Il Mio Primo Maggio a Taranto. Un vissuto di Silvia Grima

Lo preciso subito: non è una cronaca. Non è un racconto né oggettivo né completo di questa giornata straordinaria vissuta a Taranto lo scorso primo maggio. Non ci vado come giornalista. Naturalmente non ci vado nemmeno come i  tanti ragazzi, capaci di reggere ore e ore pressati nella marea umana che cresce e spinge verso le transenne.

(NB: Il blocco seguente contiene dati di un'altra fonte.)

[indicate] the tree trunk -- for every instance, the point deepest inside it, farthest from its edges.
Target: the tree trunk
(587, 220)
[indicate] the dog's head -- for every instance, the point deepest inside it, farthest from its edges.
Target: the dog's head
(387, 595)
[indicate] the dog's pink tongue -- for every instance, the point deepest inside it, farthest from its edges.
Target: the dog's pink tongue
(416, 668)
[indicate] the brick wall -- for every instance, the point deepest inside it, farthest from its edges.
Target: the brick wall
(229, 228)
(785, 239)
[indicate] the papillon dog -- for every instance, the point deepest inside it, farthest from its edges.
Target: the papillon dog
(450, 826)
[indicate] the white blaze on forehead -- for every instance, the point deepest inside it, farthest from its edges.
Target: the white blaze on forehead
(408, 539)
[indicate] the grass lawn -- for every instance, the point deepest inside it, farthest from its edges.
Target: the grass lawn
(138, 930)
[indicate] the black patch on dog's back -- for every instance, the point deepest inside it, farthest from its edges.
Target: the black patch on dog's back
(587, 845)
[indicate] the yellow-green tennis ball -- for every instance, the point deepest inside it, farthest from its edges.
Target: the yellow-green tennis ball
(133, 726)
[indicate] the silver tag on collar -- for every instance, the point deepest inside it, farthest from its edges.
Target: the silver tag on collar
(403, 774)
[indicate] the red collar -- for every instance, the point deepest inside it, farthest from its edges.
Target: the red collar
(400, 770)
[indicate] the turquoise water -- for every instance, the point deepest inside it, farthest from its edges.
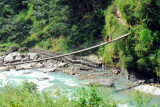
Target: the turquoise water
(63, 82)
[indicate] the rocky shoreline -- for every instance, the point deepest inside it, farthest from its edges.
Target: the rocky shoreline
(84, 66)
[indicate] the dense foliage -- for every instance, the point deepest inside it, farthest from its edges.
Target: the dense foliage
(62, 25)
(140, 51)
(40, 22)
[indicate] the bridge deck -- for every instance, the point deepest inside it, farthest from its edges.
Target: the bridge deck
(58, 56)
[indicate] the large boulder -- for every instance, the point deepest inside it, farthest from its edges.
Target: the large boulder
(33, 56)
(39, 65)
(12, 49)
(1, 60)
(6, 68)
(10, 57)
(24, 49)
(45, 70)
(42, 78)
(103, 82)
(24, 66)
(85, 68)
(60, 65)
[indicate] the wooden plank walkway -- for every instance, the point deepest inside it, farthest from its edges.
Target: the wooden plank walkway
(58, 56)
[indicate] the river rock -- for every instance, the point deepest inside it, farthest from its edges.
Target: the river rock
(33, 56)
(24, 66)
(42, 78)
(39, 65)
(9, 58)
(12, 49)
(85, 68)
(1, 60)
(24, 49)
(5, 68)
(27, 72)
(60, 65)
(115, 72)
(45, 70)
(25, 58)
(18, 58)
(103, 82)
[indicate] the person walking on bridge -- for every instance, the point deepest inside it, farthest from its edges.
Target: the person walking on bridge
(107, 38)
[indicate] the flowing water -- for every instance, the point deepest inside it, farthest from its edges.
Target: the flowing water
(57, 80)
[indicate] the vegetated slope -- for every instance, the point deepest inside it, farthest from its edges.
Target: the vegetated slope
(140, 52)
(61, 25)
(52, 24)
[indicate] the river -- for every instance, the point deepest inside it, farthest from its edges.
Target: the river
(57, 80)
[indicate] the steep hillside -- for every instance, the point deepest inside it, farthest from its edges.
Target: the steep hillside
(66, 25)
(140, 52)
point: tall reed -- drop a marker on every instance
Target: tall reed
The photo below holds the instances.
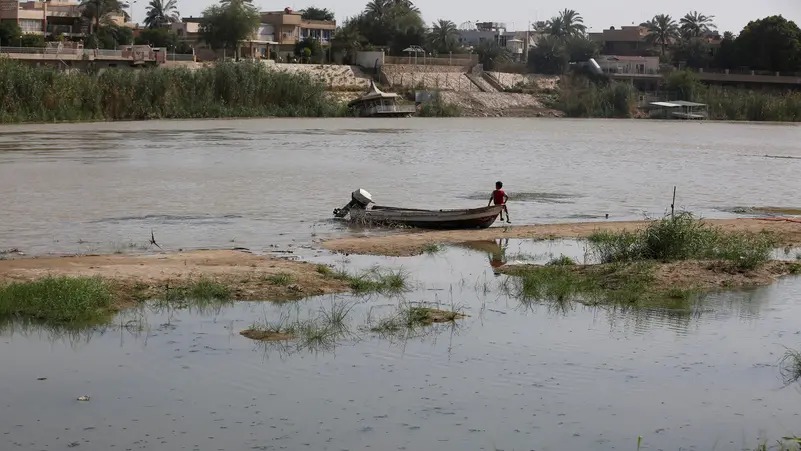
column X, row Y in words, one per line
column 578, row 97
column 225, row 90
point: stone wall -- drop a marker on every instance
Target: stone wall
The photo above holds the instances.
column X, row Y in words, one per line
column 334, row 76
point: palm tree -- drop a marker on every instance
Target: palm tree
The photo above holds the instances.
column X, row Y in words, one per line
column 95, row 10
column 695, row 24
column 444, row 36
column 162, row 12
column 568, row 23
column 348, row 38
column 662, row 30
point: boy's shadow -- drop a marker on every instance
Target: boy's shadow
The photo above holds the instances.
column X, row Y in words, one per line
column 495, row 249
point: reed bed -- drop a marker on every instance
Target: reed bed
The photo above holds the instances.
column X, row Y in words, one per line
column 231, row 89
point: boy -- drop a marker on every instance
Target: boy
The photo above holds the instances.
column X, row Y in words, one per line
column 500, row 198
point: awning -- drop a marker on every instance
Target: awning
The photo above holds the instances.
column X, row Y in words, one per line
column 665, row 104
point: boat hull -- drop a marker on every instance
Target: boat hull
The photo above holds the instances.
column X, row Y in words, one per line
column 477, row 218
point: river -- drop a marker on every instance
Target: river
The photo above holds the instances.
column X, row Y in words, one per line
column 256, row 183
column 512, row 375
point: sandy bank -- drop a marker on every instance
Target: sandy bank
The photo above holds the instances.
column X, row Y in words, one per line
column 249, row 276
column 412, row 243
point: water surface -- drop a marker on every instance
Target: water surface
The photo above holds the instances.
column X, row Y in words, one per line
column 253, row 183
column 512, row 375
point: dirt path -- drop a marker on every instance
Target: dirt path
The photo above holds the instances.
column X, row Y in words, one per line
column 406, row 244
column 250, row 276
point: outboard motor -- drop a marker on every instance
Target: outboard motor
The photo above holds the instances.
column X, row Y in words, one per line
column 359, row 198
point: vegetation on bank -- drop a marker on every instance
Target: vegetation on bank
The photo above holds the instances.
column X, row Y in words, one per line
column 243, row 89
column 58, row 300
column 80, row 301
column 326, row 326
column 437, row 107
column 664, row 264
column 683, row 237
column 375, row 280
column 412, row 317
column 736, row 104
column 579, row 96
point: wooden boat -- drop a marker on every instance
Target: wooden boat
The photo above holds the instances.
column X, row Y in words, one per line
column 376, row 103
column 362, row 209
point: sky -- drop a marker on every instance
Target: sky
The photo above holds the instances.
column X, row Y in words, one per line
column 597, row 15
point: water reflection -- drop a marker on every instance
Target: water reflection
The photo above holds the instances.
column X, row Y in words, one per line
column 495, row 250
column 463, row 382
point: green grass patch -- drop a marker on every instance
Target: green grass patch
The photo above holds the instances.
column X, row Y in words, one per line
column 562, row 260
column 324, row 270
column 411, row 317
column 433, row 248
column 684, row 237
column 617, row 283
column 439, row 108
column 241, row 89
column 320, row 330
column 281, row 279
column 203, row 291
column 790, row 366
column 58, row 300
column 375, row 280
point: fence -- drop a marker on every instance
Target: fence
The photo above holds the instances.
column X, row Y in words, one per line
column 425, row 60
column 510, row 68
column 448, row 81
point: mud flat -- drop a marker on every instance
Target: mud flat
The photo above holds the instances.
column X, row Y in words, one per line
column 414, row 243
column 138, row 277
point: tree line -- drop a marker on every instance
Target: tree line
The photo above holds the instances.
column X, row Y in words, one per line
column 769, row 44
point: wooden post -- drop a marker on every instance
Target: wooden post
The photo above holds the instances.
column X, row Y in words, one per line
column 673, row 203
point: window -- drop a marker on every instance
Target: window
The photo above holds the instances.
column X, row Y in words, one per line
column 30, row 25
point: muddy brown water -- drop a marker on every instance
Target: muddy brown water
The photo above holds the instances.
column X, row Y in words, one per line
column 512, row 375
column 253, row 183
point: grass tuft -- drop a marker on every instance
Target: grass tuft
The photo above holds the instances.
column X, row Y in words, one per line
column 282, row 279
column 323, row 329
column 433, row 248
column 376, row 280
column 413, row 317
column 241, row 89
column 562, row 260
column 790, row 366
column 684, row 237
column 58, row 300
column 203, row 289
column 617, row 283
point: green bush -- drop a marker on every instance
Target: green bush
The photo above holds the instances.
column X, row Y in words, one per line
column 579, row 97
column 225, row 90
column 683, row 237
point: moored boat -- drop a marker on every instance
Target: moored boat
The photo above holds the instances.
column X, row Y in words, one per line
column 361, row 209
column 376, row 103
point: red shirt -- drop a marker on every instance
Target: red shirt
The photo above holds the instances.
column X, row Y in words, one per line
column 498, row 196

Accompagno la troupe della regia che trasmetterà il concerto in diretta su Jonica Tv e farà i collegamenti in diretta per Rai News e per la testata regionale della Rai. Quindi entro nel back stage. Arriviamo verso le 10 e il cielo è coperto. L’area dove si stanno svolgendo i preparativi per questo grande evento è il Parco archeologico delle mura greche. Già, greche, anche se alle spalle si ergono palazzi di 20 piani a ricordare che qui, delle origini greche della città di Taras, si è voluta cancellare ogni traccia. La regia è proprio a ridosso del palco, di fronte all’area stampa dove già sono pronti numerosi giornalisti e cameramen. Oltre all’umidità si respira un’aria che è insieme di festa e di rabbia: “Sì ai diritti no ai ricatti”, si legge sui pass che ci hanno consegnato, si legge sui manifesti, si legge sulle magliette che indossano gli organizzatori. “Vergogna tarantina, fabbriche assassine” è la scritta stampata sul retro di queste magliette. Il valore aggiunto, qui, è l’idea di primo maggio. Ad organizzarlo il Comitato di cittadini e lavoratori liberi e pensanti”; niente sindacati, niente politici, niente finanziamenti altri da spontanee donazioni.  Alle 11 nell’area convegni inizia un incontro organizzato proprio dal Comitato: modera Gianluca Coviello, intervengono Giorgio Cremaschi, ex sindacalista della Fiom e ora portavoce di un movimento civile, Massimo Battista, ex operaio all’Ilva, licenziato per aver organizzato azioni di protesta contro la mancanza di sicurezza nella fabbrica, Giuseppe de Marzo, attivista di Libera, Pino Aprile, giornalista e scrittore impegnato da sempre nella causa meridionale, Maurizio Landini della Fiom.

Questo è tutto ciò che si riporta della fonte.